What I’m doing seems so obvious to me right now. But even I forget the progression of events for any given piece after a few years. The connections that are so obvious to me in the moment of making get fuzzy as time passes. Five years later and even I am sometimes stumped by why I made the choices I did in a piece. This whole website is an attempt at holding onto those connections. And then allowing you to see them and follow them too. Art AV Club is a way for me to link that back to my artistic ancestors as well.
Who I am
Spouse and I have been watching a show where the work environment is toxic and they all work a hundred hours a week. I worked at an ad agency when I was fresh outta design school and the 60-hour work week with the Mad Men wanna-bes cured me of my graphic design Addy dreams. So this show reminded me of how easy it is to confuse who you are with what you do.
I practiced saying “I am an artist” for a long time before I could say it with a straight face. While I practice making art and it fulfills part of my soul, I could very easily be in a situation where I would have to give it up to “get a real job” so my family could eat. Would I still BE an artist? I dunno. I’ve asked myself that question a lot the past few weeks as I’ve contemplated this post.
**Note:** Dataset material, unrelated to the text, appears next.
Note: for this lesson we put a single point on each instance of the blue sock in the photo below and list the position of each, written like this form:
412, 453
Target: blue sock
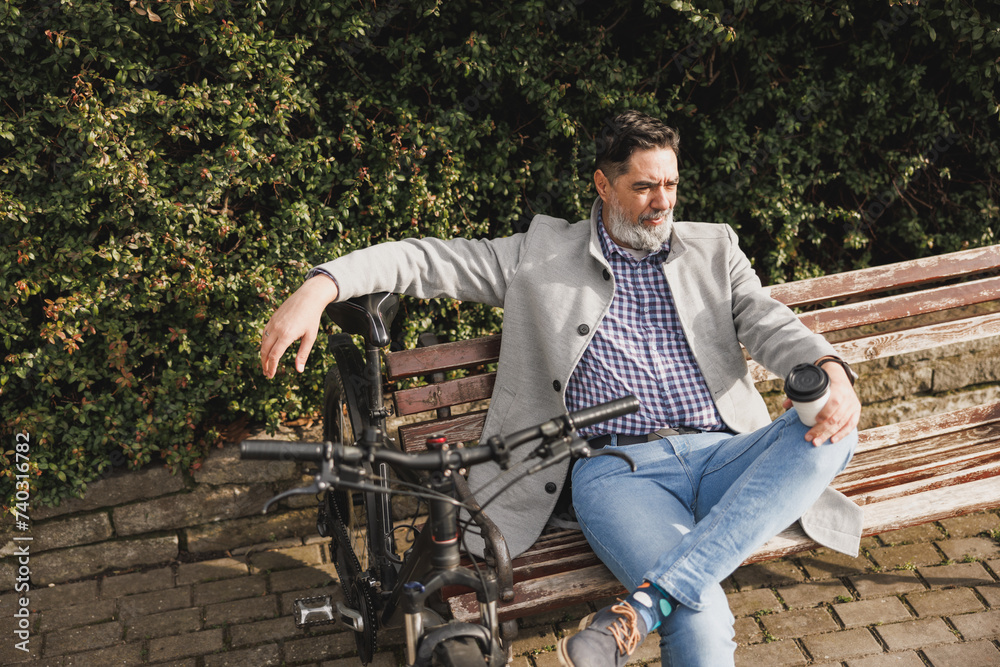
651, 603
These videos of these artists further confuse that issue because they are these moments captured in time when the people are talking about their life’s work as artists. So maybe there’s some part of me that’s trying to capture that for myself. If I leave records, then I’m an artist. The Lescaux cave painters left records, I suppose I can relax a little bit.
Last week I wrote about working on the Advent devotionals with my father-in-law over the past 22 years. That’s a long time to be involved in a project. I hope my other artistic endeavors last that long and are handled by as many people.
The days are long and the years are short
I’ve always heard that adage in relation to raising kids but my time as an artist feels that way too these days. So many things fill up the day-to-day time in the studio but when I look back, the years are so run together that I feel like I’ve blinked and four or five years have lapsed. Did someone put my life on movie montage mode and forget to clue me in? I wonder if the artists we look at in Art AV Club felt time moving that way too? Is that just a product of keeping your head down and working on the stuff you love?
Maybe the best thing that Art AV Club does for me is allow me the space to breathe and ask questions. I don’t have many answers to very many things. I am looking to these artists to help me answer them. These days when I am stumped I stop and remember my favorite Larry Poons quote:
My only defense against fate is color.
Larry’s answer continues to satisfy my questions in a way that tends to make me sigh in relief. I think that’s maybe enough.